時に危うさを孕む〔異論派〕の少年は、目の前にくずおれている、未だ満足に操りきれないそれを睨む。前日一回戦に勝利した〔模擬論戦〕、その疲労もあって少年の両手は震える。だが 少年は、気持ちで身体を持ち上げる。
もっと力を、その一心で。
瞬間、
「・・・?」
ガガガガガ、という音を立てて、閉めきられていた貸倉庫のシャッターが開いた。足元からじわじわと差し込んでくる、四角く切り取られた薄い月光。
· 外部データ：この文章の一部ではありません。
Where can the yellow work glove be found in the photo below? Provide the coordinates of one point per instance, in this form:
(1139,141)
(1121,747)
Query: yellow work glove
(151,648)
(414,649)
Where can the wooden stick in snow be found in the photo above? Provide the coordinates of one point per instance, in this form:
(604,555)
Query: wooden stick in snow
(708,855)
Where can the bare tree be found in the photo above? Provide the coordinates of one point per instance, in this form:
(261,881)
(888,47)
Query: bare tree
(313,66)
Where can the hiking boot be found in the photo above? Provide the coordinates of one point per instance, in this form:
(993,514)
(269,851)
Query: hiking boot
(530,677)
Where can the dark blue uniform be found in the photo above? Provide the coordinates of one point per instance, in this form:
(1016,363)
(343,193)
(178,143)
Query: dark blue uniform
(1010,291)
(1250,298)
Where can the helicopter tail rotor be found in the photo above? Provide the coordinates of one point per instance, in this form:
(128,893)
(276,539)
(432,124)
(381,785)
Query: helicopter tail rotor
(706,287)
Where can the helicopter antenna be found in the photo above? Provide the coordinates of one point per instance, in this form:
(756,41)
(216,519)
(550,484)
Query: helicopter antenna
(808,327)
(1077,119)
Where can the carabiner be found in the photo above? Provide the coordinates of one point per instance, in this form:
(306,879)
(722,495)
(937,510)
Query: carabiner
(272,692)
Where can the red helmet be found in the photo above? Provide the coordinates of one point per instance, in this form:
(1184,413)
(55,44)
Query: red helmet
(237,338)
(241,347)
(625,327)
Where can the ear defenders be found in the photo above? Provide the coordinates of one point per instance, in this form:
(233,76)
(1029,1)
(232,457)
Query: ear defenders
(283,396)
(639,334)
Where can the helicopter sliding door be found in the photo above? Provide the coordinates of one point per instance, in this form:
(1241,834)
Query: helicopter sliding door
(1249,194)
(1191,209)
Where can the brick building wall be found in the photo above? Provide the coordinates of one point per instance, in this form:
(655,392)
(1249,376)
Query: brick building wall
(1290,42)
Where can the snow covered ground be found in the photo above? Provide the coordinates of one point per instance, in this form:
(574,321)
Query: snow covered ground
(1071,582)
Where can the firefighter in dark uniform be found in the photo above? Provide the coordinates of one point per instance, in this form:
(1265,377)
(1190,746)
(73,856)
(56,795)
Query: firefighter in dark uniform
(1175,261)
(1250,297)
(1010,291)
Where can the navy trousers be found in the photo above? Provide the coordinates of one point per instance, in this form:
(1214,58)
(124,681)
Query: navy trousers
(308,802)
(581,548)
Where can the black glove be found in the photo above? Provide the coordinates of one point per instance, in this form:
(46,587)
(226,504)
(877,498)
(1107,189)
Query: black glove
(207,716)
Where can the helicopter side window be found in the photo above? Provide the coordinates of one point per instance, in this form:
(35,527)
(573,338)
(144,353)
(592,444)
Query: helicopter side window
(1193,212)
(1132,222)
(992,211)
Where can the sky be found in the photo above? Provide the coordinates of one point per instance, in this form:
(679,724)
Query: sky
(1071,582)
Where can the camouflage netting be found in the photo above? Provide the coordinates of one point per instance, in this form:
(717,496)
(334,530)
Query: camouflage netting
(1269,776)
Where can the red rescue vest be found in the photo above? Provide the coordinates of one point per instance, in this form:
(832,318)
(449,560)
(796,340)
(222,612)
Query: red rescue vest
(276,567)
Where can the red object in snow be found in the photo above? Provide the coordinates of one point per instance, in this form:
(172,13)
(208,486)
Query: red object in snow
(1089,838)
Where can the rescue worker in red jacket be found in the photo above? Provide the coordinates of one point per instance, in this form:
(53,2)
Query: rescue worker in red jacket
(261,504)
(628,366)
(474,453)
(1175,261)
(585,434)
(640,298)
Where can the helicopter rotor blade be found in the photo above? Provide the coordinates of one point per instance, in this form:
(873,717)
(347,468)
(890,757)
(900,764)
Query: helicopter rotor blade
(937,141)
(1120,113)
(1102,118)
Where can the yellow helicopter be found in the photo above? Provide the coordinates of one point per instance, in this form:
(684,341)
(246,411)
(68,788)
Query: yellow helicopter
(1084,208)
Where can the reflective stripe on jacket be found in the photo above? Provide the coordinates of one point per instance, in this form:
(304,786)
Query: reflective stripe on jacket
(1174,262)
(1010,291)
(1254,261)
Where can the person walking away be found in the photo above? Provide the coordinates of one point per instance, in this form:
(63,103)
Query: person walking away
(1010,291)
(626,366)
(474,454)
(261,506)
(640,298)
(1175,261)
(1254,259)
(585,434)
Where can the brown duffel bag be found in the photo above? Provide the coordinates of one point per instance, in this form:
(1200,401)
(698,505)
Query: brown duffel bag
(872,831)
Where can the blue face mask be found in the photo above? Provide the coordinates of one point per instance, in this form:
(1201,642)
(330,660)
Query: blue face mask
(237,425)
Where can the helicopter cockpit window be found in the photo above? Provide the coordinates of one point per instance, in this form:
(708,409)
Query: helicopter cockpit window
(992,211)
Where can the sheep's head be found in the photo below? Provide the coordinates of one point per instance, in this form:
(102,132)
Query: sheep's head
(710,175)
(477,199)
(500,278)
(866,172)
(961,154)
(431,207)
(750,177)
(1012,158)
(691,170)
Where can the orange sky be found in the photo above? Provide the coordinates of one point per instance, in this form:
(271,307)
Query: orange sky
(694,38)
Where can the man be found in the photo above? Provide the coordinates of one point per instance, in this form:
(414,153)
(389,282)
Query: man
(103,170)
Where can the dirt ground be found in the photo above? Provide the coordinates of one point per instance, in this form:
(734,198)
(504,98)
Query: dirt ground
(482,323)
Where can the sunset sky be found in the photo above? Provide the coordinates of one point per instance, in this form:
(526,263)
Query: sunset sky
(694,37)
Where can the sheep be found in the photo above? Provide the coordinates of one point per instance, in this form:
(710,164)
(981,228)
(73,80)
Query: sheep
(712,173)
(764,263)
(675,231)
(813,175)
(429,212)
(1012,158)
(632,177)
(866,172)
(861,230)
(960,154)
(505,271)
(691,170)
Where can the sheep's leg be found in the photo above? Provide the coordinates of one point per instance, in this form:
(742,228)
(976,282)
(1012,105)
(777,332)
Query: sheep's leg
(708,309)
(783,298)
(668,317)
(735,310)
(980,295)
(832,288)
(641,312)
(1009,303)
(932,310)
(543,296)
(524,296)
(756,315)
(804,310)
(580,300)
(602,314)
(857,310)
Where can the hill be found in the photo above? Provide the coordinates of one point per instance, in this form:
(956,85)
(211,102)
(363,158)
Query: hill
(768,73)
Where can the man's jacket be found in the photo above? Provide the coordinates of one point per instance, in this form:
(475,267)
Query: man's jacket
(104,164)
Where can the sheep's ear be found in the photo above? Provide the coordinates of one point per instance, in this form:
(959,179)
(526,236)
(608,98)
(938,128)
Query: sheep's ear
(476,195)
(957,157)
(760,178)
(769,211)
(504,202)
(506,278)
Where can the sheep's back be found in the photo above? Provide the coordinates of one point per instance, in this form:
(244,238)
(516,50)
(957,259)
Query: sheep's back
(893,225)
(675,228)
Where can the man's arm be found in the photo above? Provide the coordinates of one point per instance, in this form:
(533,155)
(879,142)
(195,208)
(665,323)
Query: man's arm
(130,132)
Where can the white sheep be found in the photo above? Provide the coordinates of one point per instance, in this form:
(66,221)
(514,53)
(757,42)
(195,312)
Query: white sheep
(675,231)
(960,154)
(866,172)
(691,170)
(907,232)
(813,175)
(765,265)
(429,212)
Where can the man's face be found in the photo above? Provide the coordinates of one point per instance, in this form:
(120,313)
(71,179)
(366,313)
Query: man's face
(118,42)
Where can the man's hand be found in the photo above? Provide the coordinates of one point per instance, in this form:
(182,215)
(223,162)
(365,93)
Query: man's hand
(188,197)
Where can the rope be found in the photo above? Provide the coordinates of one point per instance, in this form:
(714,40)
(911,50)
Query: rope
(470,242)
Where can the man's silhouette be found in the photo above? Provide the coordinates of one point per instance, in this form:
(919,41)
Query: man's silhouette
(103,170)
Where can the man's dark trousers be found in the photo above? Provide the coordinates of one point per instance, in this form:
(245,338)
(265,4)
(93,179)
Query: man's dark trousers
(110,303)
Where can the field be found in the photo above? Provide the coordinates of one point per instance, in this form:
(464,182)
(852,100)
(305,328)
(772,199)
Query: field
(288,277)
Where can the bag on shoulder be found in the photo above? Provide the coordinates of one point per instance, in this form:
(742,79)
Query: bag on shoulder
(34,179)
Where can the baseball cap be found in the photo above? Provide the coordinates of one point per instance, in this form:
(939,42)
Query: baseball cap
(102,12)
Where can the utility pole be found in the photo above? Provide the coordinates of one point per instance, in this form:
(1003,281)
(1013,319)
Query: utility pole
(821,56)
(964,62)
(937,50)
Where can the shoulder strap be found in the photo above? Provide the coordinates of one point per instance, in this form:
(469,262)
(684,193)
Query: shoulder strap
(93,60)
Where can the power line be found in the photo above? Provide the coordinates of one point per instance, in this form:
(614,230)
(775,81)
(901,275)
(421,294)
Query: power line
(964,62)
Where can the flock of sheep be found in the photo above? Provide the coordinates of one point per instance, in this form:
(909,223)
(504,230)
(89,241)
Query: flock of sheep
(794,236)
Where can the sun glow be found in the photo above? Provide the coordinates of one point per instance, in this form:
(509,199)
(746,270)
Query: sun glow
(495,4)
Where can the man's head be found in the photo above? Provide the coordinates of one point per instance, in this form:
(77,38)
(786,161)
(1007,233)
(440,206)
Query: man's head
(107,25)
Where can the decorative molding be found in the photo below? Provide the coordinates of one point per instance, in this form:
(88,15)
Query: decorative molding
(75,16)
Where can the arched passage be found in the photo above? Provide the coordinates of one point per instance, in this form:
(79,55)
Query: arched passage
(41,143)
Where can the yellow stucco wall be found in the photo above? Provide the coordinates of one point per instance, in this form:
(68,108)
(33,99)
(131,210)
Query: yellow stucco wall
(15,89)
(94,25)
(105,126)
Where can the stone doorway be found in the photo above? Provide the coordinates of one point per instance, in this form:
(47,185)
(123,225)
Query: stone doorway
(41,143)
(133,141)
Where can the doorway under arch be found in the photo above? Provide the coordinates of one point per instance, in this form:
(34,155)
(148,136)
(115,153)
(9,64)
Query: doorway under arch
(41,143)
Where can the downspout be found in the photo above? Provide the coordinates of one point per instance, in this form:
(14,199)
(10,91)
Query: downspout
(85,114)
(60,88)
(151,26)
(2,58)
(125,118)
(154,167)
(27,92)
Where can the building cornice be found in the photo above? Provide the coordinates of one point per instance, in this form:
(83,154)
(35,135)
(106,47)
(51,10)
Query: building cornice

青白い逆光に目を細めた柳児は、しかし反射的に〔糸〕を繰って先ほどくずおれた物体にシートを被せて隠す。そして少年は、顔を伏せた一つのシルエットを逆光の中に見つけた。
それは、
「竹、叢・・・?」
左腰に竹を模した刀を下げた少年の名を、柳児は呼んだ。同時に、『ああ、もう三日経ったのか』と内心で合点する。それは柳児が竹叢一虎に与えた、進退を決める執行猶予であり、〔模擬論戦〕が開始されてからの日数とも一致する。
だが、
「・・・お前、どうして」
『俺がここにいると知っている?』
柳児のその疑問に、一虎は、
「僕は・・・〔立証〕する!」
そう叫ぶと同時に黄色く光りだした竹光を抜刀、柳児へと突進した。